The emergence of AI technology is an “accelerant” for election influence efforts by foreign actors, the official said, allowing the rapid creation of false content that appears authentic.

In the run-up to the November election, U.S. agencies will be looking out for foreign actors to create deepfakes of politicians, “to flood the information space with false or misleading information” and “to sow doubt about what is real,” the official said.

In Taiwan’s elections in January, operatives most likely linked to the Chinese government posted dozens of videos online featuring AI-generated newscasters describing purported scandals about Taiwan’s president at the time, the official said.

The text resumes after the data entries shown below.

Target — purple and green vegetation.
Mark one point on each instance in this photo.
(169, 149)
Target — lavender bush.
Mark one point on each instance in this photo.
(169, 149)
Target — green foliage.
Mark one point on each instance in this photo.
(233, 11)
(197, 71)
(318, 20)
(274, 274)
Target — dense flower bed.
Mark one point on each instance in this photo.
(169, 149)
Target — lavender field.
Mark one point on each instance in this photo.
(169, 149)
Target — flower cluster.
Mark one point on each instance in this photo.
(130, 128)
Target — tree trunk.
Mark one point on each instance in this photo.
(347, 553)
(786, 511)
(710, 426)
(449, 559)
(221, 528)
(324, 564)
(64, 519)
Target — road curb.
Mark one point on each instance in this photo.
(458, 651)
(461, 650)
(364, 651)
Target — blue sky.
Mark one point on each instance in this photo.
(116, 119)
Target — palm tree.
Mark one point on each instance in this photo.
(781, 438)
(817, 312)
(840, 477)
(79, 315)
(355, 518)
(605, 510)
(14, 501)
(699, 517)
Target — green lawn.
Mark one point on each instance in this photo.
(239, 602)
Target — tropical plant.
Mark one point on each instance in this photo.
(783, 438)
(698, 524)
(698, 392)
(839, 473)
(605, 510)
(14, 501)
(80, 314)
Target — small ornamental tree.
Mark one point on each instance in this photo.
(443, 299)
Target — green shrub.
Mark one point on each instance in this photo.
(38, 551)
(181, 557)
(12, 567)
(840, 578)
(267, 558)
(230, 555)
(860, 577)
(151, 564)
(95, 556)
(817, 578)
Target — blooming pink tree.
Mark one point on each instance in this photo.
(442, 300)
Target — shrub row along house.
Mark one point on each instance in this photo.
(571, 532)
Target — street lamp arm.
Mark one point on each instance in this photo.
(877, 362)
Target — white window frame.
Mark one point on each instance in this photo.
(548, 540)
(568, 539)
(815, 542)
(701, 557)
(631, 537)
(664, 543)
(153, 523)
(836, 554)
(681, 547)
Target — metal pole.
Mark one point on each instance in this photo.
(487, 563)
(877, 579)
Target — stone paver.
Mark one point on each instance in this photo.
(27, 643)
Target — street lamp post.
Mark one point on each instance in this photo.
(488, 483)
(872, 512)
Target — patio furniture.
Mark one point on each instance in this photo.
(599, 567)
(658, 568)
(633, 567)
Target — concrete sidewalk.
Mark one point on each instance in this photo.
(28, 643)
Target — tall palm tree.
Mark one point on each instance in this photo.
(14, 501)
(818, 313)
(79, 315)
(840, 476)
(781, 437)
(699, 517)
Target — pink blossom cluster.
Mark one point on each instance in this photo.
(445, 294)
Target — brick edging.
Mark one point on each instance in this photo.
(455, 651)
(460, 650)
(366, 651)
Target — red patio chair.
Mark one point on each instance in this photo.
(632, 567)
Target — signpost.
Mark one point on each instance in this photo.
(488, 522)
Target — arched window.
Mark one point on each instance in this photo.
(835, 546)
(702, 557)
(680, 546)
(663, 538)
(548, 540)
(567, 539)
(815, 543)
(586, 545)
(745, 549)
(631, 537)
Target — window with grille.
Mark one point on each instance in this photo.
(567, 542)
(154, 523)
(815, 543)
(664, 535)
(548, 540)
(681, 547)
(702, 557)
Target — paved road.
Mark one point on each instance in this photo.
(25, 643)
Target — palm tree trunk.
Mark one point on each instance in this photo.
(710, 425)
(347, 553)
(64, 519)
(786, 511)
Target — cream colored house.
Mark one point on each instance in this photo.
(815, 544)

And in India’s recent elections, millions of people clicked on AI-generated ads purporting to show Prime Minister Narendra Modi and other politicians, both living and dead, talking about controversial issues, the official added.

U.S. intelligence and law enforcement agencies are also tracking information operations that are not necessarily directly tied to the election but illustrate how foreign governments try to seize on certain issues to worsen divisions in the U.S. or embarrass the U.S. government.

In an example of “election adjacent” information warfare, Iran has sought to amplify domestic criticism of U.S. policy on the Israel-Hamas war in Gaza, National Intelligence Director Avril Haines said in a statement earlier Tuesday. 

“In recent weeks, Iranian government actors have sought to opportunistically take advantage of ongoing protests regarding the war in Gaza, using a playbook we’ve seen other actors use over the years,” Haines said. “We have observed actors tied to Iran’s government posing as activists online, seeking to encourage protests and even providing financial support to protesters.”

Haines acknowledged that Americans “in good faith” take part in protests over the conflict in Gaza and that freedom to express diverse opinions is “essential to our democracy.” She added that “it is also important to warn of foreign actors who seek to exploit our debate for their own purposes.”

Her statement about Iran’s influence activities and the ODNI’s news briefing on the election “threat landscape” are part of a new effort by the intelligence community to keep the public informed about foreign efforts to influence America’s democratic processes, officials said.

Lawmakers have urged U.S. intelligence and law enforcement agencies to take a more proactive approach and alert the public about foreign interference efforts. The chairman of the Senate Intelligence Committee, Mark Warner, D-Va., praised the agencies’ latest efforts.

“I have long pushed the intelligence community to be more open with the public about the complex and serious foreign influence threats targeting the United States — particularly in the context of U.S. elections. Today’s press briefing is a strong step in that direction,” Warner said in a statement.